CMI-5 was the last iteration of the Computer Managed Instruction (CMI) specification, originally developed by the Aircraft Industry CBT Committee (AICC), parts of which were used by ADL’s SCORM standards. The AICC recently closed and the CMI-5 was inherited by ADL. Its principAL interest, I believe, is now as a profile of xAPI that supports legacy CMI content—though this is a point which I will be interested to discuss further with ADL. Similar profiles of xAPI have been developed by ADL to support legacy SCORM content.

Proposed next steps

A recurring difficulty in standards work, particularly in the world of education, is the doubtful utility of specifications that are developed without being grounded in robust implementations, and the difficulty of attracting serious implementers to experimental standards work.

I recommend that work should start on creating a base document for XDMDL which is:

  • sufficiently detailed to allow work to start on prototyping;
  • sufficiently simple to be easily accessible to those who are not yet persuaded of the merits of serious investment in this work.

Such a document may take 3 or 4 months to create, working with a small group that combines expertise in educational standards with expertise in W3C standards.

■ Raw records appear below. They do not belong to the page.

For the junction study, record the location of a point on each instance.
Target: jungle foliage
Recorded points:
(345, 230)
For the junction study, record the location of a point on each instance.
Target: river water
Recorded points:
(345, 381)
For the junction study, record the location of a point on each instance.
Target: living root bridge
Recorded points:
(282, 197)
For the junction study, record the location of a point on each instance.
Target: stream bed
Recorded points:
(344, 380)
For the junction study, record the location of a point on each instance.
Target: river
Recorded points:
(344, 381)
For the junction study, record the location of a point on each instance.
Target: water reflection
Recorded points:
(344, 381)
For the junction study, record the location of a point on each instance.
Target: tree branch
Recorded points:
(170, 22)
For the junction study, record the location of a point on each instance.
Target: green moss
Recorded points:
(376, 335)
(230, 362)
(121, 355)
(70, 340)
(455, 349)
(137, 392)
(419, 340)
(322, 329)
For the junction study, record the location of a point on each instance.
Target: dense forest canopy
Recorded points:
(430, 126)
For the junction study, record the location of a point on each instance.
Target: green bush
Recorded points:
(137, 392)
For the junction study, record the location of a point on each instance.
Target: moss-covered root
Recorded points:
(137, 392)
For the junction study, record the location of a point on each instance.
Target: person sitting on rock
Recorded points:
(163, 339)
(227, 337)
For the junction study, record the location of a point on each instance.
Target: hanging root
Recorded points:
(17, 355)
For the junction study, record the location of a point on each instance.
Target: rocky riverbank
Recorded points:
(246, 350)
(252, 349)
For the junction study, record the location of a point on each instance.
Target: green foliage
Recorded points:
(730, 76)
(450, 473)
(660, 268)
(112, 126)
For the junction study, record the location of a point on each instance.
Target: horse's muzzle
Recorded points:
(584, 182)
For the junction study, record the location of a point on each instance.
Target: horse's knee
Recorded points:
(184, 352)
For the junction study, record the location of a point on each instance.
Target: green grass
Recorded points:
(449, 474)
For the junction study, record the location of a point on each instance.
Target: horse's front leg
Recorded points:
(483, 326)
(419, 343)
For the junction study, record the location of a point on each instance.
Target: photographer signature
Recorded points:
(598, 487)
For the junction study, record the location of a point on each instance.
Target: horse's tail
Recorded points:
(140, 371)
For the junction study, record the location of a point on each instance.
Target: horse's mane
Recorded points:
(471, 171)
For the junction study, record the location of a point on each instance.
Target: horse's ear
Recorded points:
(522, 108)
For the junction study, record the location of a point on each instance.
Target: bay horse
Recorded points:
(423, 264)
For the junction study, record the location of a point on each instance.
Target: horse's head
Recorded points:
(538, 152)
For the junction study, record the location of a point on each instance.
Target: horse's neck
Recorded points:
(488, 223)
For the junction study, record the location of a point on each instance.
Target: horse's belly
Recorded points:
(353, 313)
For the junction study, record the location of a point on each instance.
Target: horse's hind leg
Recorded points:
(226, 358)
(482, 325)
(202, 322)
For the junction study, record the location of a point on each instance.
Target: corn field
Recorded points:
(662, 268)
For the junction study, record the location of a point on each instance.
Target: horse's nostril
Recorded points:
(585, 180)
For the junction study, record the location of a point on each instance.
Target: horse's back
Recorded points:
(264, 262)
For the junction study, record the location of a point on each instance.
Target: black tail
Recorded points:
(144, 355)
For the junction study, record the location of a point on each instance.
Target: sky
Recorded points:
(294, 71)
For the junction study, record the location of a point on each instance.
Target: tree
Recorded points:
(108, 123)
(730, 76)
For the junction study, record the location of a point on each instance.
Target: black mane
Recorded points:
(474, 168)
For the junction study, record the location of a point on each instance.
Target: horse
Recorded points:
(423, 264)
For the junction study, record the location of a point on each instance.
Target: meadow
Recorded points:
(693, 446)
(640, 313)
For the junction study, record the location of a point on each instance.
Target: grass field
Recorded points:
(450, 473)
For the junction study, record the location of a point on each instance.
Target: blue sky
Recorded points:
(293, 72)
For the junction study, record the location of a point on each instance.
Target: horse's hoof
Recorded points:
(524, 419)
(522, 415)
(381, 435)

Once such a document has been created, it can be advertised to potential implementers and the W3C Community Group can be launched formally. Further work on the development of the specification would then be undertaken on the basis of prototyping and piloting work.

The momentum achieved by the group should be monitored and decisions taken at the appropriate time on what opportunities exist to:

  • bid for funding from public sector bodies who might have an interest in supporting more extensive prototyping and piloting;
  • initiate spin-off projects and liaisons with other standards organisations;
  • consider the level of interest that might exist in formal standardisation of all or some of this work.

If the existing W3C Education Priorities Working Group is interested in this outline proposal, I would be happy to lead work on XDMDL by presenting my ideas in a sequence of perhaps three stepped presentations.